Chávez, founder of the United Farm Workers, was one of the first leaders to speak out for justice for such workers, a group that had long been without protection or benefits. Thanks to his leadership, the lives of thousands of farm workers were improved and communities made safer.Through his movement, Chávez linked people and the environment, teaching us that we all have a right to live in a healthy and safe environment - no matter who we are or where we were born. The work of Chávez and members of the environmental movement resulted in passage of landmark laws that protect our air, water, land and - most importantly - people.
To honor his birthday and his legacy, I encourage everyone to support the creation of a national holiday to honor Chávez. His courageous life has inspired many to continue the fight for environmental justice, so our children and families have a stronger, healthier future. Chávez' legacy, like that of Dr. Martin Luther King, Jr., continues to educate, inspire and empower people from all walks of life, and should be celebrated through the establishment of a federally recognized César E. Chávez National Holiday.
Another way to honor Chávez is to support recent federal lands legislation. The César E. Chávez Study Act would authorize the U.S. Department of the Interior to study significant lands in Chávez's life and work with the Farm Workers movement for inclusion into the National Park System. Despite the close connection between Latinos and the environment, there is not currently a single park unit dedicated to a Latino. You can support this bill by contacting your legislators.

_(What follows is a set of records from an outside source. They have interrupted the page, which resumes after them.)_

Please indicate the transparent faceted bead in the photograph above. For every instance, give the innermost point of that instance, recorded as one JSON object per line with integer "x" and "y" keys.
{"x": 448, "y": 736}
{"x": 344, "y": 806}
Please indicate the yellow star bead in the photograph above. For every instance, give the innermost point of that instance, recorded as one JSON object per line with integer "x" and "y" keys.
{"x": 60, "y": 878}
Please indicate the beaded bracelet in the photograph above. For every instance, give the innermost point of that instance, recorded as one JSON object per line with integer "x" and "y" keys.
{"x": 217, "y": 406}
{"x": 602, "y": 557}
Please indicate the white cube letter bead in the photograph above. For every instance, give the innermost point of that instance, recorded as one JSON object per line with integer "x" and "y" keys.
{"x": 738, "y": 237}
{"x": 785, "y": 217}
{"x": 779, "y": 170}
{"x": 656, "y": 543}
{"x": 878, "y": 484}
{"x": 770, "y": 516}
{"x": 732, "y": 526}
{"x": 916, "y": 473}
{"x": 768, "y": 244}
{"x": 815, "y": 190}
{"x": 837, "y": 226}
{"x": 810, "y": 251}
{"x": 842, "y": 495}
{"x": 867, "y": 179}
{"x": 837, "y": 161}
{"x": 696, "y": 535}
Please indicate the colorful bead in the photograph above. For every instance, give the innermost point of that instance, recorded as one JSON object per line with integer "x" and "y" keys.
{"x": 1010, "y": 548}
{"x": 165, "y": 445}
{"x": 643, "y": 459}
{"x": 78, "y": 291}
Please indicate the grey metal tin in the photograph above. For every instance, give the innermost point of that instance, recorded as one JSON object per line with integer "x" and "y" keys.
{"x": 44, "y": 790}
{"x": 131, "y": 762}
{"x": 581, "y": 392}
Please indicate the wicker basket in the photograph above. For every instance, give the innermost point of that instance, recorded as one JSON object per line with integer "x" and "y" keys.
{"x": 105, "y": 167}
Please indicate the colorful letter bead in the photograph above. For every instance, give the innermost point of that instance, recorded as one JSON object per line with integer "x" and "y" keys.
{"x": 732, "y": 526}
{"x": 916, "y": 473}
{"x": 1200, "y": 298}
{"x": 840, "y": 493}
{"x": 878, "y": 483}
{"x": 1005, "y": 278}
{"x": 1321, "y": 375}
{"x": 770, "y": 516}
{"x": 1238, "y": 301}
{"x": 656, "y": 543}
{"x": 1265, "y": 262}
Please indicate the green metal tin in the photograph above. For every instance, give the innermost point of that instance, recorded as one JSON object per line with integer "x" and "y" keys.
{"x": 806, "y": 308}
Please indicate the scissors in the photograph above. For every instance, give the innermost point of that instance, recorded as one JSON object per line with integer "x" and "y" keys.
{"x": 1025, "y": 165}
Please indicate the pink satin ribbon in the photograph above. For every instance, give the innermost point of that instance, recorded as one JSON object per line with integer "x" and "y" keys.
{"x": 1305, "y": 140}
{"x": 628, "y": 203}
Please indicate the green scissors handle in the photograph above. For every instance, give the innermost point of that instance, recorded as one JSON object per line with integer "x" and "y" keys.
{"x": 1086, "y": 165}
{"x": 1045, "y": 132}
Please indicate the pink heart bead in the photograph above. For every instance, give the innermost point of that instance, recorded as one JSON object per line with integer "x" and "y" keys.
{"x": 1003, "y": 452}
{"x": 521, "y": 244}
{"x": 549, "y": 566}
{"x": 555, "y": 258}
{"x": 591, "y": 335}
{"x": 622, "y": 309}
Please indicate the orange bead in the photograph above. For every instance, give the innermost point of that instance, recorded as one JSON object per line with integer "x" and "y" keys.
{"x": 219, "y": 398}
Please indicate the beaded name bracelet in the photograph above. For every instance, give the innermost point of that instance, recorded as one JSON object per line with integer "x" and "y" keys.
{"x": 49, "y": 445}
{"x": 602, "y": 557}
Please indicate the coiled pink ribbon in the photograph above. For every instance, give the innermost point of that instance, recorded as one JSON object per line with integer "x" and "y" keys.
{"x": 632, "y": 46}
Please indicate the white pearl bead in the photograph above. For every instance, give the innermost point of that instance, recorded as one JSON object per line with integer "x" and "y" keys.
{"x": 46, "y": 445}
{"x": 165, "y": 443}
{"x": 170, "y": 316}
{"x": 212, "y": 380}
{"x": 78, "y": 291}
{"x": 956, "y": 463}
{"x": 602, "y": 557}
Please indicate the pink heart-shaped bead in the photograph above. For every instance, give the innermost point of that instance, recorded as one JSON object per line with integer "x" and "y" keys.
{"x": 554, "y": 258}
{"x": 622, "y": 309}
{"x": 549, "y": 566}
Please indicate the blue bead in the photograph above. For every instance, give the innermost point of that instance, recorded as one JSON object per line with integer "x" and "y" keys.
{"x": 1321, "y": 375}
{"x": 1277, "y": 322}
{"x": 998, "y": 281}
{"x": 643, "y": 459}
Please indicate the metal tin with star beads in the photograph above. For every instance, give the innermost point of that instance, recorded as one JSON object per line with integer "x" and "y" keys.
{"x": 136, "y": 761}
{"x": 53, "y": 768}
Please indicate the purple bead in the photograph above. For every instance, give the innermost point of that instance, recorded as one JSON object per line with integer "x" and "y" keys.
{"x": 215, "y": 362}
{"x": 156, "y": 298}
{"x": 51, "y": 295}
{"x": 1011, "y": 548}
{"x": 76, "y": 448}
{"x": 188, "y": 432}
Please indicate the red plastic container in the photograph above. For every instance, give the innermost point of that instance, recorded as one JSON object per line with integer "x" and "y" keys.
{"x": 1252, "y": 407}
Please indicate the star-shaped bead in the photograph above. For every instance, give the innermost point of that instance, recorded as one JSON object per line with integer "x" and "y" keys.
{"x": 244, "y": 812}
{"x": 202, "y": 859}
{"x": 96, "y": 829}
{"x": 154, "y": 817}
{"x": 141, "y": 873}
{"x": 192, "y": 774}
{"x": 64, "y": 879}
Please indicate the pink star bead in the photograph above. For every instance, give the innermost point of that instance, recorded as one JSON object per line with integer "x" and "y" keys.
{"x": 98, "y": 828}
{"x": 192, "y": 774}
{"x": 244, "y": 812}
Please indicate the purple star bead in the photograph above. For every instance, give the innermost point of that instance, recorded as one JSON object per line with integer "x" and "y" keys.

Isabel Long, the Sierra Club's Associate Representative for Latino Partnerships, hopes everyone recognizes the great contributions Chávez made during his life. "I want to highlight the exemplary life of the Latino leader, César Chávez," said Long. "He was a leader who, through nonviolent protest, demanded justice for the forgotten workers of our society, the farm workers, and as an environmentalist, called us to protect our 'sacred trust' - the earth."